The charge nurse, to whom she had spoken several times en route, ushered Peta into McKendry’s private room in the hospital’s small intensive-care section. The last time she’d seen him, not that long ago at Arthur’s apartment, he’d looked fit and well. Now he looked as if he probably wouldn’t make it through the night. He was barely conscious. According to his chart, he had presented in shock, a mess of mud and oil and blood. Her initial cursory examination confirmed that he had been hit by two rifle bullets and that he had sustained some surface burns.
The burns might leave some scarring but were not enough to be life-threatening. The bullet wounds were a more complex problem. Where a hollow point or frangible round would have pureed the contents of his chest cavity, he had every chance of surviving these wounds.

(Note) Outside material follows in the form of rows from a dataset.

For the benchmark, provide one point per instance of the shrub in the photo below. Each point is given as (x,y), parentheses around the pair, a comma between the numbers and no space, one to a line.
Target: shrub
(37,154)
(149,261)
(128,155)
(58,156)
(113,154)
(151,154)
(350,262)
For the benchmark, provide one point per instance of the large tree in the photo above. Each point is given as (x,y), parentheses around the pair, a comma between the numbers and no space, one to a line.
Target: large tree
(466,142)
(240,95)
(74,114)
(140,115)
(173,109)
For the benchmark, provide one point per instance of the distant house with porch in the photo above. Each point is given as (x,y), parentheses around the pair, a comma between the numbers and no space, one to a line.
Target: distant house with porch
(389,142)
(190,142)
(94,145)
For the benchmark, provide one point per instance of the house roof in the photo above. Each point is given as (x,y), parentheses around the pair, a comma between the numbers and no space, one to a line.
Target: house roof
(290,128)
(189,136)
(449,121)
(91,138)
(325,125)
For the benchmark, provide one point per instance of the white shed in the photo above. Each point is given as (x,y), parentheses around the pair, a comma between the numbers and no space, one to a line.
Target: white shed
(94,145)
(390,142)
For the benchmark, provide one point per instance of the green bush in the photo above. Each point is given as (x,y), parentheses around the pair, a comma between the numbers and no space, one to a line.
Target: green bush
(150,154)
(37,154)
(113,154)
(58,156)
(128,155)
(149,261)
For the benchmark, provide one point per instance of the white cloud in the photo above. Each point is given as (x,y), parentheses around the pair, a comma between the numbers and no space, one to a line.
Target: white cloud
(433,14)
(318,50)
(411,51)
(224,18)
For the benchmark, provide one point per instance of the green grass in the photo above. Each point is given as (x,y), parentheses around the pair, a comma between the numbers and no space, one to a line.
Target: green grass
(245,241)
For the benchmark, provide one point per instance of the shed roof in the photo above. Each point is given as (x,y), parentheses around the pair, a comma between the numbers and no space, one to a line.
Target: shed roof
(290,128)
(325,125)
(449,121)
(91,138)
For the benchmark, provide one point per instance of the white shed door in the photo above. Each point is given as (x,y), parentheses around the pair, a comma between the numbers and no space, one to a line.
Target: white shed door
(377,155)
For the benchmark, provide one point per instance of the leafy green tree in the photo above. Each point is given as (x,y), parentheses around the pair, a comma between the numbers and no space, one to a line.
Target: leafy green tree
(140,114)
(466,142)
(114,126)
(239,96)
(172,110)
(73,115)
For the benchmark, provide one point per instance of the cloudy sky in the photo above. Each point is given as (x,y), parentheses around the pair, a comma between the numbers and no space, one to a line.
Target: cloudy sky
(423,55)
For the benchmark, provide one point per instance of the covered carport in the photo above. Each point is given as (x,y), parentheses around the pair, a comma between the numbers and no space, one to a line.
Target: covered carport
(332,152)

The flesh wound along the right flank would heal, even without medical attention. The second shot was less simple: a full-metal-jacketed slug had made a through-and-through penetration of his lower right chest. Fortunately for McKendry, the bullet had not hit a major artery on the way through or a rib on the way out. The former would have exsanguinated him in minutes: the latter would have deflected the bullet, causing major, possibly catastrophic, collateral damage. The through-and-through FMJ chest wound had collapsed the lung, but some bright medic or ED doc along the way had inserted a chest tube and hooked it up to suction; that no doubt had saved McKendry’s life until the local thoracic surgeon got to him and closed the entry and exit wounds.
Peta discovered further evidence of McKendry’s dumb luck when she examined the exit wound and found it just low enough to miss ripping up his posterior shoulder girdle. An inch higher and he’d be looking at permanent disability. Talk about charmed lives.
Telling the nurse to set up a bed for her in one of the little rooms adjacent to intensive care, she washed up and put in a call to Frik.
“It’ll be a while before his next escapade, but with good care and exquisite attention to antisepsis, he’ll make it. His lung’s not reinflating as quickly as I’d like, so I’m going to stay here with him for a few days.”
Frik sounded relieved. “Thanks, Peta. I’ll be in to see you later this evening. I can’t leave the office right now.”
“I heard about Simon. Is he all right?”
“Why wouldn’t he be?”
“I warned you both that he shouldn’t be diving, Frik.”
“Well for your information, he’s fine. He had to come up because he used up most of his tank clearing debris from his entry point. I wish I had half his energy. He’s down in Port of Spain now, pretending to be some TV star, but he’s going back to San Gabriel tomorrow to complete the dive.”